Corriam os loucos anos sessenta, em que carros como o “carocha”, o mini ou o Fiat 600 eram reis da estrada. No caso em particular tratava-se do Renaut 8 de motor 1100, também um dos reis da estrada de então.
Veiculo adquirido a custo de economias, pela Beatriz para utilização diária. O Renaut 8 segundo, o seu relato era um veículo lindo de cor verde-claro, com uma lista preta a correr toda a carroçaria e motor traseiro…Enfim!
Neste momento é visível uma pontinha de emoção, nas palavras da minha amiga… Talvez da recordação feliz do seu carrinho ou da envolvente paisagem tropical que serviu de cenário a esta história.
Não sei! O que sei é que toda esta história revivida por Beatriz transpira de saudade de tempos e lugares já perdidos…
Voltando à história.
Beatriz namorava na altura um jovem ainda hoje descrito por ela como bonito e charmoso, mas bastante indeciso em termos de assumir uma relação que já à algum tempo se adivinhava entre os dois.
Corria o ano de 1971… Naquele dia a minha amiga como boa cozinheira (Que ainda é…) tinha-se decidido a fazer um cabrito assado para reunir com o seu grupo de amigos e família. Habito que ainda hoje mantêm com aqueles que ela designa de almoços tropicais… Mas isso é outra história…

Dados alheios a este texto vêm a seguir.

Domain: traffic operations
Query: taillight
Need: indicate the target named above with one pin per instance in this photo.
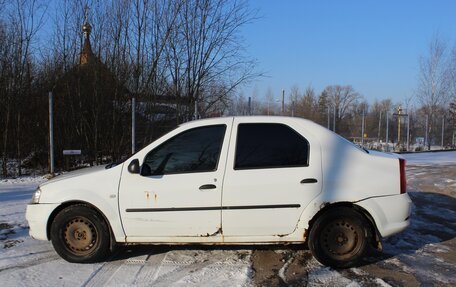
(403, 178)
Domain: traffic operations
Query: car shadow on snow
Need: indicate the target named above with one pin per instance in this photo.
(433, 220)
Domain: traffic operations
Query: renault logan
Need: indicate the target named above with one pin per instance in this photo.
(241, 180)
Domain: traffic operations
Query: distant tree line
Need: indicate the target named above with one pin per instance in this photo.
(189, 52)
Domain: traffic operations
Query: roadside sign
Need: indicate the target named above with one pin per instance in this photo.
(71, 152)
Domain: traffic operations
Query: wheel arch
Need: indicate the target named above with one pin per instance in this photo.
(79, 202)
(375, 234)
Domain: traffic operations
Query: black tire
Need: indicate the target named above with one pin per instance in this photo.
(79, 234)
(339, 237)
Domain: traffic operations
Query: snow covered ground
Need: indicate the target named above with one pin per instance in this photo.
(424, 254)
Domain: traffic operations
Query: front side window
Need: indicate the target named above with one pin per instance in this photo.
(195, 150)
(267, 145)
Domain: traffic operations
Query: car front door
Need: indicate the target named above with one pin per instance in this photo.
(178, 192)
(271, 177)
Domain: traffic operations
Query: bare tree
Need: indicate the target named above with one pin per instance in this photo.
(343, 99)
(434, 84)
(24, 20)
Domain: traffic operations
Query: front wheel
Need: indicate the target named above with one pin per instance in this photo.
(79, 234)
(339, 237)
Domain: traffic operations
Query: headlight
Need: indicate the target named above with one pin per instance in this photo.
(36, 196)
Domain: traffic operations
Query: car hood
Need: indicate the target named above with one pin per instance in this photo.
(76, 173)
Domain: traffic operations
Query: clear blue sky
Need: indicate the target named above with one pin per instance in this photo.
(372, 45)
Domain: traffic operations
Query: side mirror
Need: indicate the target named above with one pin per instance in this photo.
(133, 167)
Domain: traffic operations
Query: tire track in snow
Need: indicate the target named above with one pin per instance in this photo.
(28, 264)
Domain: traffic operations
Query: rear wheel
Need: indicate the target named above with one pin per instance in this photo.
(339, 237)
(79, 234)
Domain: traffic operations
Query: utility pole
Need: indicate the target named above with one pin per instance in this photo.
(387, 130)
(362, 130)
(426, 131)
(133, 124)
(292, 108)
(51, 134)
(283, 102)
(195, 115)
(329, 117)
(443, 129)
(408, 132)
(379, 126)
(399, 114)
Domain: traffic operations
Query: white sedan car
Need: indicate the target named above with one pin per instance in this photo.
(236, 180)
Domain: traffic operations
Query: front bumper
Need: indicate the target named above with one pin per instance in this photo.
(390, 213)
(37, 216)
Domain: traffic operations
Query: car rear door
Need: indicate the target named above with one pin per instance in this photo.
(273, 172)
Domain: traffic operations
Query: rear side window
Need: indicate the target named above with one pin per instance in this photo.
(195, 150)
(270, 146)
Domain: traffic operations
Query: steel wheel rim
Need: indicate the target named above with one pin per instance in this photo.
(80, 236)
(341, 239)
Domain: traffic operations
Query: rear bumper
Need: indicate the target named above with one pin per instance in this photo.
(390, 213)
(37, 216)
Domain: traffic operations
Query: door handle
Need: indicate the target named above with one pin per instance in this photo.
(309, 180)
(207, 186)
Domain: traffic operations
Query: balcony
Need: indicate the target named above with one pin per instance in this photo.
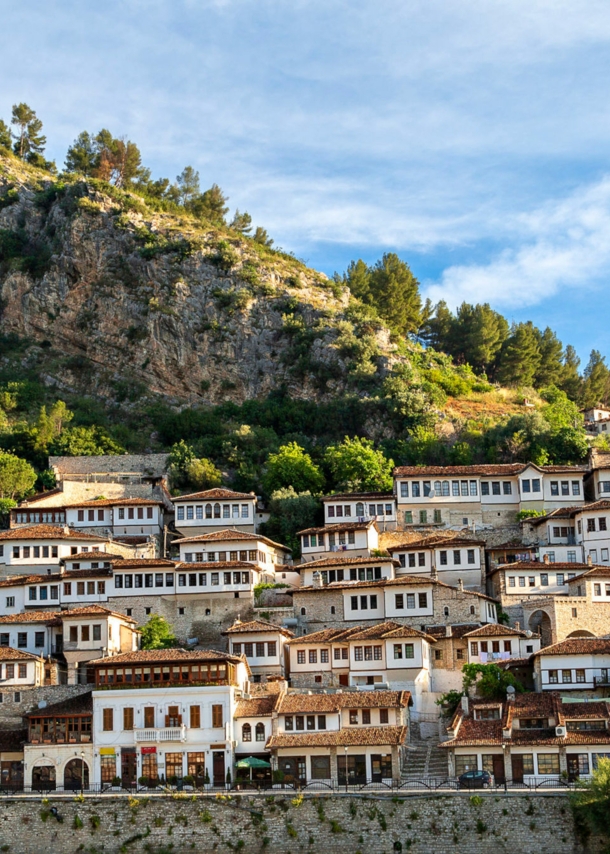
(155, 736)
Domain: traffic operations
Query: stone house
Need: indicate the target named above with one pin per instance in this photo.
(579, 665)
(379, 507)
(528, 738)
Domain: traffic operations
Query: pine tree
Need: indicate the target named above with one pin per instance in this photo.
(551, 350)
(520, 356)
(29, 139)
(188, 184)
(6, 140)
(242, 222)
(395, 294)
(596, 386)
(83, 156)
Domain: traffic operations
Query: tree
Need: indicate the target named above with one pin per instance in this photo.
(520, 356)
(491, 681)
(211, 205)
(83, 155)
(591, 801)
(17, 477)
(292, 467)
(596, 385)
(203, 474)
(395, 294)
(6, 140)
(291, 512)
(28, 139)
(242, 222)
(157, 633)
(551, 351)
(188, 185)
(570, 380)
(85, 442)
(355, 465)
(261, 236)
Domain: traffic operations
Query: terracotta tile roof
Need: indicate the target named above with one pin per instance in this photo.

Havia um cabrito para assar e era preciso que alguém o fosse buscar.
O jovem como qualquer rapaz solícito ofereceu-se prontamente para o ir buscar, só que…não tinha carro!
Beatriz com a simplicidade de quem ama lhe entregou as chaves do Renaut para ele ir buscar o cabrito.
O jovem pegou no carro e lá se pôs a caminho.
O tempo passou e nem cabrito, nem jovem, nem muito menos o carro apareciam.
Com o receio próprio do desconhecido, Beatriz começou a ficar assustada e preocupada, quando…
Com ar de miúdo que tinha feito asneira, lá apareceu ele com cara de assustado.
- Beatriz…
Diz ele em tom baixo!
- Tive um acidente na estrada de Matize…
- Estás bem?
Pergunta ela com aflição…
- Eu estou, mas o carro ficou muito mal tratado…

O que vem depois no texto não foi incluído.